Consulting company Frost & Sullivan dug into that question this week.
“Currently, a significant percent of mobile phones in North America are video-enabled,” it noted. “Streaming video content has been delivered to mobile devices for nearly five years already.
With improvements in networks, devices, content creation, delivery and protection frameworks, it continued, “mobile video services are set to become immensely popular channels for entertainment and information on the go.” Peer-to-peer services such as mobile video telephony will further encourage adoption.
It predicts that consumers can “expect greater choices in terms of content, service providers, pricing plans and devices. Mobile advertising can also play an important role in subsidizing services and boosting adoption.”
The company said providers and consumers both face a big challenge in finding the right mix of basic and premium services for the mobile environment. Also, “The network and presentation layers need to present a unified experience to the consumer without inundating them with multiple pricing plans and service guides.”

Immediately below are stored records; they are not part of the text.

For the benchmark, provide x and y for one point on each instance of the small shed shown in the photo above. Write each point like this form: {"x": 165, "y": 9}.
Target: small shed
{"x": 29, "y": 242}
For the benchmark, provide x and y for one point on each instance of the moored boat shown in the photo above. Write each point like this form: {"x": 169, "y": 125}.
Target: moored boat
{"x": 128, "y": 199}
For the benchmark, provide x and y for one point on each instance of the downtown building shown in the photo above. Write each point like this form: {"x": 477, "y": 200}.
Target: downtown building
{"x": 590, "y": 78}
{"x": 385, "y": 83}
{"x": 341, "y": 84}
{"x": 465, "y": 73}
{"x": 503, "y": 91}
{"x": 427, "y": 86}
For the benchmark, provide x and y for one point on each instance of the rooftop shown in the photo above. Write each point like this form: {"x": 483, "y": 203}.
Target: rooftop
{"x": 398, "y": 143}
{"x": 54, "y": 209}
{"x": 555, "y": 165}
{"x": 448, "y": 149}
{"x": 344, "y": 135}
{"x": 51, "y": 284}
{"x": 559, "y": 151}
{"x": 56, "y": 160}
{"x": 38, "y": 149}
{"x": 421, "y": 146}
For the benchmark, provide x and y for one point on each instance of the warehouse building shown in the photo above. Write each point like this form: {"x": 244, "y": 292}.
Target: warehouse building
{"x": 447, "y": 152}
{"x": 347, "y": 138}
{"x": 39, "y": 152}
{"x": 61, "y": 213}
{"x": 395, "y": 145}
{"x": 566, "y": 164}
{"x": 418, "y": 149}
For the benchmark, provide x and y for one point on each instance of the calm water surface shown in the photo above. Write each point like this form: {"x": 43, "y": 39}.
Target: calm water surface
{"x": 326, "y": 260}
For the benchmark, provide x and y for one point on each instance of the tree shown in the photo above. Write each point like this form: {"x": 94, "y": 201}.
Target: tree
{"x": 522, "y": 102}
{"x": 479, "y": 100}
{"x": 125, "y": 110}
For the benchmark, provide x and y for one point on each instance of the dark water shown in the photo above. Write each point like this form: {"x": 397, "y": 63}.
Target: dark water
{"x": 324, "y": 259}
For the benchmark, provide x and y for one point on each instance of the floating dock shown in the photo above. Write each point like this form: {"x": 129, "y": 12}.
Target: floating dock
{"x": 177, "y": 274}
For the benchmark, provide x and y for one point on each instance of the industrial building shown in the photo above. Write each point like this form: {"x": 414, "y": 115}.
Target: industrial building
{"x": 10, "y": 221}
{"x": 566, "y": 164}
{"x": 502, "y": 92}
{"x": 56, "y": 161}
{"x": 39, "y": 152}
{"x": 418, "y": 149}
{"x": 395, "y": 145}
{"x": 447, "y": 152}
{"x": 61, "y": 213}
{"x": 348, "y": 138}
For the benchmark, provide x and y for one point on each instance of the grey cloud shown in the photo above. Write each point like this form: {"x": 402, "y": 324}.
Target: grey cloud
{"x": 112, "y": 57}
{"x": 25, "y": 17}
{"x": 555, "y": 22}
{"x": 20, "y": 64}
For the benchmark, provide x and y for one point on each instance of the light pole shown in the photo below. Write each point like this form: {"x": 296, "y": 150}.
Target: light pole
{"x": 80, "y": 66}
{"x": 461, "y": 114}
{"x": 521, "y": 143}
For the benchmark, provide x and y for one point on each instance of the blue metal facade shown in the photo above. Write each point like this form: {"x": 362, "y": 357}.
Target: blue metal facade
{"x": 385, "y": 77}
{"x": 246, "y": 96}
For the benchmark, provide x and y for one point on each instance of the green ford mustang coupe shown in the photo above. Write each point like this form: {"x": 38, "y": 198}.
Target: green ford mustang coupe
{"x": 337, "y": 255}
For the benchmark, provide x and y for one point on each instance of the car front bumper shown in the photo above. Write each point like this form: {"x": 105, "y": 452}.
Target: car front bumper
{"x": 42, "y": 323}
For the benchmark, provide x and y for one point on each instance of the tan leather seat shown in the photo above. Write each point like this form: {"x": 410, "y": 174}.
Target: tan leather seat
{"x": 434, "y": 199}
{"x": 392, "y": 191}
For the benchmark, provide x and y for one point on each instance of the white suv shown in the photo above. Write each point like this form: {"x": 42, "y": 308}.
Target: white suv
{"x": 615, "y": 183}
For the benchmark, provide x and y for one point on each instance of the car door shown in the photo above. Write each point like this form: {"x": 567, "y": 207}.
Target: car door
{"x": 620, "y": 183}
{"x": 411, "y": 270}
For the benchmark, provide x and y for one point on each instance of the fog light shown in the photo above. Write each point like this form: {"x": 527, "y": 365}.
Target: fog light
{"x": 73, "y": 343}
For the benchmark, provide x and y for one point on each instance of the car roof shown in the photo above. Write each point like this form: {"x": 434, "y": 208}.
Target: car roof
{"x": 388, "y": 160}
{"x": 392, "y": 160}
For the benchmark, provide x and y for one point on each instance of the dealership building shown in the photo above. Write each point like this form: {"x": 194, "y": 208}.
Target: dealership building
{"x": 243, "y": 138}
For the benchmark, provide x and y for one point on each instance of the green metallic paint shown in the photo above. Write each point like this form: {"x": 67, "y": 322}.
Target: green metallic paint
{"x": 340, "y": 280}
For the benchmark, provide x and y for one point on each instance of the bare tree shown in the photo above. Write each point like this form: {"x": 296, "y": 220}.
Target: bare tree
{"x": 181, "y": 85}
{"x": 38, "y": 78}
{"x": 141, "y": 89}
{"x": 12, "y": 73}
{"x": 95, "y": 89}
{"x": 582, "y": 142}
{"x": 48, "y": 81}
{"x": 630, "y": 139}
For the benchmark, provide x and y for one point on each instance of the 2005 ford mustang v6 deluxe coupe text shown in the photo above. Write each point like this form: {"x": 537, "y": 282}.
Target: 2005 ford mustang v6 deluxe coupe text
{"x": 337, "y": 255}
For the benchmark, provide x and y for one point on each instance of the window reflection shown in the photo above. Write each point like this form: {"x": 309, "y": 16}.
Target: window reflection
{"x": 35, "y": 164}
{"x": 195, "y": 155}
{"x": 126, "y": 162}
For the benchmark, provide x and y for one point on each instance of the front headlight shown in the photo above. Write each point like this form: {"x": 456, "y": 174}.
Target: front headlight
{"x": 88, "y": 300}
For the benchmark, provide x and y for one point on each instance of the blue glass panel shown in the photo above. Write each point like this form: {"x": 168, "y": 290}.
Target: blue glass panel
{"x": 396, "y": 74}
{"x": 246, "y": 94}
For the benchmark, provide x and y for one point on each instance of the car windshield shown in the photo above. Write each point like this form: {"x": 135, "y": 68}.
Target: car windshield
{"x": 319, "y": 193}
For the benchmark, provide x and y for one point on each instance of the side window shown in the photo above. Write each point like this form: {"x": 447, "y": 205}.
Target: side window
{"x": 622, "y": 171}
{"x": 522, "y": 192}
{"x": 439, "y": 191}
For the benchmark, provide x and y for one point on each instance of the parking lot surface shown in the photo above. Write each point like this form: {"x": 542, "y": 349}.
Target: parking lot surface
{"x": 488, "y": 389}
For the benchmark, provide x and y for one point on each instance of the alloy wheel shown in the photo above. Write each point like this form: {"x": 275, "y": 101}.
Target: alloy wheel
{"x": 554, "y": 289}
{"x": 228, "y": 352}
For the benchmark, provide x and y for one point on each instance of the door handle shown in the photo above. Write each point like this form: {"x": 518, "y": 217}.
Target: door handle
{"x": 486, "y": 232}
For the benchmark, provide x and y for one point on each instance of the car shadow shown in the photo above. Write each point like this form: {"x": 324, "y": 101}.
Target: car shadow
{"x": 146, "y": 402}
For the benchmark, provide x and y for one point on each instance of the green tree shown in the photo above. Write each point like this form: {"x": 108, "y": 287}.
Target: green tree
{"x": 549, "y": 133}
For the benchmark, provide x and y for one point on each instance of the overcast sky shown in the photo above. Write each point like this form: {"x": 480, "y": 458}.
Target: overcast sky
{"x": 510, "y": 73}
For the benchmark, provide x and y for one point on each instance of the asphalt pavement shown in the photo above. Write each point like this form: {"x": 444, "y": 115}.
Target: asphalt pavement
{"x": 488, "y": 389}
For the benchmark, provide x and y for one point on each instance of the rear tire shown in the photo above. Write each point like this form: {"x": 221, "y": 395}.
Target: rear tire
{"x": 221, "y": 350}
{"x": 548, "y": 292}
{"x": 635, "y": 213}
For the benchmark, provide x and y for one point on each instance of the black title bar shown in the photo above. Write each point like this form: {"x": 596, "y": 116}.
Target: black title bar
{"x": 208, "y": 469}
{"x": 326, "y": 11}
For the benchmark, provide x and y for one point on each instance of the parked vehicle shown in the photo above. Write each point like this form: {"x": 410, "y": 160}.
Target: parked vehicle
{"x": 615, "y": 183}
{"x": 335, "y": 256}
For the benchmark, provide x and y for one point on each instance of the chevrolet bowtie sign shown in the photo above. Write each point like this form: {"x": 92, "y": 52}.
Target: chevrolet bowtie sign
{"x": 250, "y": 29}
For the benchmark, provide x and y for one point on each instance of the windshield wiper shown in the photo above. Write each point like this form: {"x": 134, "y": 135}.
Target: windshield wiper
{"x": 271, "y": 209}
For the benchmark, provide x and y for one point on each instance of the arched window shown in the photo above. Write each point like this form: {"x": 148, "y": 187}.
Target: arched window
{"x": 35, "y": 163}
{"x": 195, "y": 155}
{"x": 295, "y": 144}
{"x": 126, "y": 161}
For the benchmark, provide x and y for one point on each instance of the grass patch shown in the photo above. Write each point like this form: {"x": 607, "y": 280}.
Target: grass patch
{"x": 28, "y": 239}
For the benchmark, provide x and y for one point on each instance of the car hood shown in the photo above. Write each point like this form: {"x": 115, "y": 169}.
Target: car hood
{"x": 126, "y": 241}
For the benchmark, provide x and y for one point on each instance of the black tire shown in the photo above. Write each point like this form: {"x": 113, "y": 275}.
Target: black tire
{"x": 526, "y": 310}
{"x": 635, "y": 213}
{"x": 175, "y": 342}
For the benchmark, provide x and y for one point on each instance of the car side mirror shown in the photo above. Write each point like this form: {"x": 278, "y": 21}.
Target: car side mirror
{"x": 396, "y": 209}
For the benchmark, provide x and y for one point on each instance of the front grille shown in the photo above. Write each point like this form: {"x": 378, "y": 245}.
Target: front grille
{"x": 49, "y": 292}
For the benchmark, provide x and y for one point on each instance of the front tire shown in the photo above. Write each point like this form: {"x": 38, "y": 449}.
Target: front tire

Service providers, the company said, should ensure that subscribers are aware of mobile video services and continue to justify the cost of basic mobile video services included within data plans.
The focus, it said, “should be placed on making sure that the best content is available without merely adding channels to the service lineup.” (Where have we heard that before?)
Senior Analyst Vikrant Gandhi was quoted by the company saying, “High-speed networks, capable devices and flat-rate data plans drive market growth. 3G services are available in all major cellular markets and subscribers can virtually watch unlimited basic videos when they subscribe to the high-speed wireless data plans that cost $15 to $20.”
Mobile operators, the analyst continued, “are constrained to expand their content catalogues but are unable to increase the data plan rates to justify the expansion. At a certain ‘tipping point,’ it could be unfeasible to continue doing this without exploring other sources of revenues such as mobile advertising.”
Gandhi said mobile operators could classify content into various tiers and match them to customer demographics. “Partnerships with existing and emerging broadcast networks will also be vital to stay at par with the competition.”